The rise of the “citizen protector” has reshaped the gun control battle.
By
Jennifer Carlson Updated Mar 24, 2018, 7:43am EDT
Americans
on both sides of the gun debate react viscerally whenever a mass shooting
happens. But what’s distinctive about the American reaction, relative to what
happens in other countries, is that the two sides of the gun debate can look at
the same horrific incident, feel similar feelings of disgust and outrage — and
yet settle on strikingly different interpretations of what those tragedies mean
and how a decent person should respond to them.
Shootings
like those in Parkland, Florida, or Las Vegas lead to public demands for tighter
gun restrictions and marches against gun violence, but they also inspire
Americans to buy guns and join the National Rifle Association. Both sides
subsequently cast aspersions that the other side is not just morally bankrupt
but also factually wrong.
The
facts, both sides insist, are on their side.
Legal
scholars Dan Kahan and Donald Braman have argued that evidence related to the
effects of gun control has almost zero effect on public opinion, or the opinion
of policymakers, when it comes to this subject. A key challenge we face in this
area is that Americans evaluate evidence — and even what counts as evidence —
through the prism of culture.
Do
you focus on the risk of someone obtaining a gun who shouldn’t have one? Or do
you zero in on the risk of needing to defend yourself with a firearm and not
being able to? If you tend to embrace traditional or individualistic values, you
likely think about the latter risk; if you are more communitarian or
egalitarian, you probably think about the former.
In
either case, statistical findings are largely beside the point.
Politicians
and pundits, when they speak of this phenomenon, talk of “identity politics” and
“culture wars,” but these terms tend to evoke personal preferences and
psychological dispositions.
But
something significant has changed in recent years, something that has deepened
the divisions around the social meaning of guns and their proper place in
everyday life.

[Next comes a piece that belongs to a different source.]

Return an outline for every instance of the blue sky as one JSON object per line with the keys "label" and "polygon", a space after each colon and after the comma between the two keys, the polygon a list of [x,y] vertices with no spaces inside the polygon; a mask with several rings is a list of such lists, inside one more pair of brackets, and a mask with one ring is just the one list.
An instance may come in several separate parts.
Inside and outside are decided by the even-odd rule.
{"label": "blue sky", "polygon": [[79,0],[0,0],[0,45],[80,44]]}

The rise of “gun carry” as a mass phenomenon has changed the way
gun owners think about themselves. Gun carry has simultaneously entrenched and
changed the old culture war differences.
Today,
more than 16 million Americans are licensed to carry a concealed gun, and many
millions more live in states that don’t even require a license if you want to
carry. (There are more than a dozen such states.)
For
these millions of Americans, gun politics is not just something you believe in;
it is something that you do: gun carry is an everyday practice. It’s a way of
moving through the world. Guns have become replete with a prosocial, moral
meaning for the men who carry them (and, yes, gun carriers are
disproportionately men).
Guns
have helped foster a new “citizen protector” ethic, whereby firearms — and the
willingness to use them to defend innocent life — come to represent an
affirmation of life. For many men, guns counteract the increasing precarity of
being a provider for their families, providing a way to be a good man centered
on protection.
With
more than 16 million Americans carrying guns, about a third of American
households owning guns, and an estimated 250 million to 300 million guns in
circulation, American gun culture is a formidable social fact and material
force. Reformers too often equate combating the mammoth problem of American gun
violence with strengthening gun regulations. But American gun culture runs far
deeper than American gun laws — and changing laws won’t matter much (or be
possible) without understanding gun culture.